Binnen een woningcorporatie zijn drie belangen te onderscheiden: het volkshuisvestelijk belang, het bewonersbelang en het bedrijfsbelang. De afweging tussen deze belangen wordt in beginsel door de directeur-bestuur (Bestuurder) gedaan en wordt bewaakt door de raad van commissarissen (RvC), via het 'interne toezicht'. Door nieuwe wet- en regelgeving, is het ‘speelveld’ voor woningcorporaties sterk veranderd. Onderdeel hiervan zijn nieuwe kaders voor het interne toezicht.

In de Woningwet staat dat de commissarissen zich bij de vervulling van hun taak richten naar het belang van de corporatie, naar het te behartigen maatschappelijk belang en naar het belang van de betrokken belanghebbenden. Deze drie belangen kunnen echter door elk lid van de RvC verschillend geïnterpreteerd worden en de drie belangen kunnen tegengesteld aan elkaar zijn. Van belang is daarom, als RvC en Bestuurder, om hierover met elkaar het gesprek te voeren en tot een gedeelde visie te komen.


Als RvC en Bestuurder van De Vooruitgang verwoorden wij dit in onze Visie op toezichthouden.
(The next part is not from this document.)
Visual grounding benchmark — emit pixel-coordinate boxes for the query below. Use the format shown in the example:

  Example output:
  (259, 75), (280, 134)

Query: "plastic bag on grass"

Hiermee geven we tevens invulling aan bepaling 1.1 uit de Governancecode woningcorporaties: ‘Bestuur en RvC hebben een visie op besturen en toezicht houden’.
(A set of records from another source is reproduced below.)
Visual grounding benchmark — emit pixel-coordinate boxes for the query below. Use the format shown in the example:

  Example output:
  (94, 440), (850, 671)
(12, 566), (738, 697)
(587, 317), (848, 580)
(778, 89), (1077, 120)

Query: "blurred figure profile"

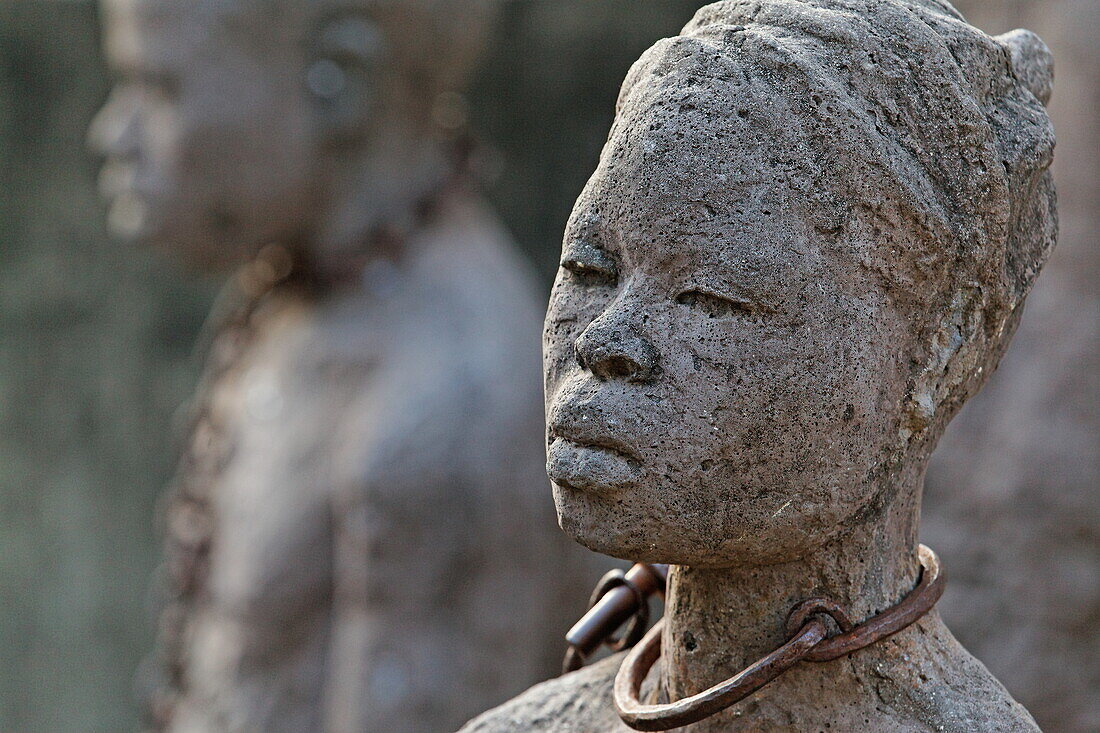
(90, 0), (596, 732)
Ook schetsen we hierbij het van toepassing zijnde Toezichtskader en het Toetsingskader. Het Toezichtskader bestaat uit landelijke wet- en regelgeving, de eigen interne regelgeving en het lokale maatschappelijke kader en het gemeentelijke volkshuisvestelijke beleid (Woonvisie en Prestatieafspraken). Dit kader is dus zowel intern (Statuten, reglementen) als extern (wetten, normen, beleid). Het Toetsingskader is voor de RvC een middel om bestuursbesluiten en voorstellen inhoudelijk te toetsen. Een toets op de ambities en doelstellingen en de daarvan afgeleide beleidsdoelstellingen en gestelde normen, zoals deze zijn vastgelegd in verschillende documenten.